Schuyler's Island, Upon The Shore Of Which We
Passed Tuesday Night, Is Nearly In The Latitude Of
Burlington, Vermont.
The distance from Port
Douglass on the west, to Burlington on the east
side of Champlain, over an open expanse of
water, is nine miles and three quarters.
We
breakfasted by starlight, and passed Ligonier's
Point early in the day. One mile and a half east
of it is the group of little islands called Four
Brothers. The lake grew narrower as we rowed
southward, until, after passing Port Henry Iron
Works, and the high promontory of Crown Point,
upon which are the ruins of the French Fort
Frederic, built in 1731, it has a width of only
two miles.
At eight o'clock P. M. we dropped anchor
under the banks of Ticonderoga, not far from the
outlet of Lake George. It is four miles by road
between the two lakes. The stream which
connects them can be ascended from Champlain
about two miles to the Iron Works, the
remainder of the river being filled with rapids.

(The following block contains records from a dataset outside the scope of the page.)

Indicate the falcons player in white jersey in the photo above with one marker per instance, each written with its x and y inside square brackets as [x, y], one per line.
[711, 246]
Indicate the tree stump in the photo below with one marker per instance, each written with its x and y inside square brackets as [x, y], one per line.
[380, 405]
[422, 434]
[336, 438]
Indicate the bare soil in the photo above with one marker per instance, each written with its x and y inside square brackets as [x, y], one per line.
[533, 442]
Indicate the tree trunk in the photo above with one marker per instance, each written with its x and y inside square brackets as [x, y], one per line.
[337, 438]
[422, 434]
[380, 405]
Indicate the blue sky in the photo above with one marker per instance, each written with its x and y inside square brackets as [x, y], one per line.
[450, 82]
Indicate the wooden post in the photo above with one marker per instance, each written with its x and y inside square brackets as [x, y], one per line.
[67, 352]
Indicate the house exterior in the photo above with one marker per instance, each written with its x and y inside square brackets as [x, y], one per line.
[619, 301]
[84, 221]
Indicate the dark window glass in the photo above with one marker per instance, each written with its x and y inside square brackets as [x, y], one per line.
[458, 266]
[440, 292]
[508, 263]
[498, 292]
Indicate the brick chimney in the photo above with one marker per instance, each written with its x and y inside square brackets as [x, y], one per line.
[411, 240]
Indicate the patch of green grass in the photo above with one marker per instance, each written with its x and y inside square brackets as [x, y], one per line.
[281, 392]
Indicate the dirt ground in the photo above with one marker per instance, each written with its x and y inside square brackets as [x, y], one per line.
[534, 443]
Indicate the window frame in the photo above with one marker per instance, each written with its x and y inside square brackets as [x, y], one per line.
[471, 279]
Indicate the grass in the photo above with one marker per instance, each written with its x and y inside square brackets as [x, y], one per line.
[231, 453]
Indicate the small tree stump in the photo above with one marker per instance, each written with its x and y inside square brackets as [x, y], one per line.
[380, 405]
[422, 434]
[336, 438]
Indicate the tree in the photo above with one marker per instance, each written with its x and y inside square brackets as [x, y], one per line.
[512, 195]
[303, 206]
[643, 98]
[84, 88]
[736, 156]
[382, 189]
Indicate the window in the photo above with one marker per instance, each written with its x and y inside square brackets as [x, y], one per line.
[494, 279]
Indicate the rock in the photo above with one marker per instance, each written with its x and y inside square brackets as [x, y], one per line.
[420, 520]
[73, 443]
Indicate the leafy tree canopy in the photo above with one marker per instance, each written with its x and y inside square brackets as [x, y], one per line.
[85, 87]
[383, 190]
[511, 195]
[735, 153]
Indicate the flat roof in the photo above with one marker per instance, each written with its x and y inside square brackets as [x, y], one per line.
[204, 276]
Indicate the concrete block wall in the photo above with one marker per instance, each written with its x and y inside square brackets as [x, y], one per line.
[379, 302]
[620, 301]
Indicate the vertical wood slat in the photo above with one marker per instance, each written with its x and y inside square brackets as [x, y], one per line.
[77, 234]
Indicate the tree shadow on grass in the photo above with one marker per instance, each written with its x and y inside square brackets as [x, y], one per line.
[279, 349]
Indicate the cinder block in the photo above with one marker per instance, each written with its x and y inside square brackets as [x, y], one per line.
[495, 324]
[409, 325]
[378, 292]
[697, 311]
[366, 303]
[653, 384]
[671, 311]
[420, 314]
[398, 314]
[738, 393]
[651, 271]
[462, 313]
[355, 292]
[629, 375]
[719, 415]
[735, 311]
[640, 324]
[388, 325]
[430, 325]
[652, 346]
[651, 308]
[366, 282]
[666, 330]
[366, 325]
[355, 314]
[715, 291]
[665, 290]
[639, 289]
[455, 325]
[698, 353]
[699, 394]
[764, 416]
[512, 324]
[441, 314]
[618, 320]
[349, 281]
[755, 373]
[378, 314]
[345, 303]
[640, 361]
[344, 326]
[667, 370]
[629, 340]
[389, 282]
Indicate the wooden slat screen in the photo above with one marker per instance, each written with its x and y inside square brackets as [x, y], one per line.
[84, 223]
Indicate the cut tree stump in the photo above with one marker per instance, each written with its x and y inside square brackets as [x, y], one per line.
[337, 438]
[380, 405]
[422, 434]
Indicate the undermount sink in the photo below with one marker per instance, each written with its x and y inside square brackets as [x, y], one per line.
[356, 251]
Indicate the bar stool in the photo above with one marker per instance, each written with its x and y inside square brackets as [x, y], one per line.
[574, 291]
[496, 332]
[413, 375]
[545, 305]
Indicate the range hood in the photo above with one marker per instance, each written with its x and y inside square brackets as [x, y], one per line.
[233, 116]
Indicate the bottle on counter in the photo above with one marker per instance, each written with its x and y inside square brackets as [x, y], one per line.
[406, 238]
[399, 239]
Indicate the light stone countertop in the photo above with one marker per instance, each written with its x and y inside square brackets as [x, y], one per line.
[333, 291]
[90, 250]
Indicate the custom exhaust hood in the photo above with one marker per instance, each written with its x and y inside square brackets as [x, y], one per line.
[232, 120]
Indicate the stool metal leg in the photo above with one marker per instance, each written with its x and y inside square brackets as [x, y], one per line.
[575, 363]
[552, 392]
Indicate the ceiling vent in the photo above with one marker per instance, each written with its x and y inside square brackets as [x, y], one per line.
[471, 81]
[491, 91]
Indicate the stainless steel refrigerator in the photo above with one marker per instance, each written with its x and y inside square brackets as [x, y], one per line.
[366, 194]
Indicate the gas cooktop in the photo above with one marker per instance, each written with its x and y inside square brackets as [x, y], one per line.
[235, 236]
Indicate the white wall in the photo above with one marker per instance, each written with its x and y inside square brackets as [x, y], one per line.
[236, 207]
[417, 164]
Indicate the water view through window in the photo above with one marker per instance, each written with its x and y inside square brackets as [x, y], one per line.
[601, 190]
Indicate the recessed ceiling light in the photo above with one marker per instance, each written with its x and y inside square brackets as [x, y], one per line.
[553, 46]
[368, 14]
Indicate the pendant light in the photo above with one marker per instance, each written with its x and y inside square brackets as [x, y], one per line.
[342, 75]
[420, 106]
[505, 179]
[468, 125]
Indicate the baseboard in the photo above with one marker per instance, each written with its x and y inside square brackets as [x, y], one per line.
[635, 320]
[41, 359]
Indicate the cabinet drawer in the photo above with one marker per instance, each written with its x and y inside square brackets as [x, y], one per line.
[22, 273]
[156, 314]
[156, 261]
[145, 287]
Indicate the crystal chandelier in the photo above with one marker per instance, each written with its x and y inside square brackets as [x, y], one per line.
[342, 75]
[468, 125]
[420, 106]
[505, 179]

A railroad now (1867) connects lakes George
and Champlain, over which an easy portage can
be made. The ruined walls of Fort
Ticonderoga are near the railroad landing. A little
south of this the lake grows so narrow as to
resemble a river. At its southern end,
twenty-four miles from Ticonderoga, is situated the
town of Whitehall, where the Champlain and
Hudson River Canal forms a junction with Lake
Champlain. This long river-like termination of
Champlain gave to the Indians the fancy of
calling it Tisinondrosa - "the tail of the lake;"
which in mouths inexperienced with the savage
tongue became corrupted into Ticonderoga.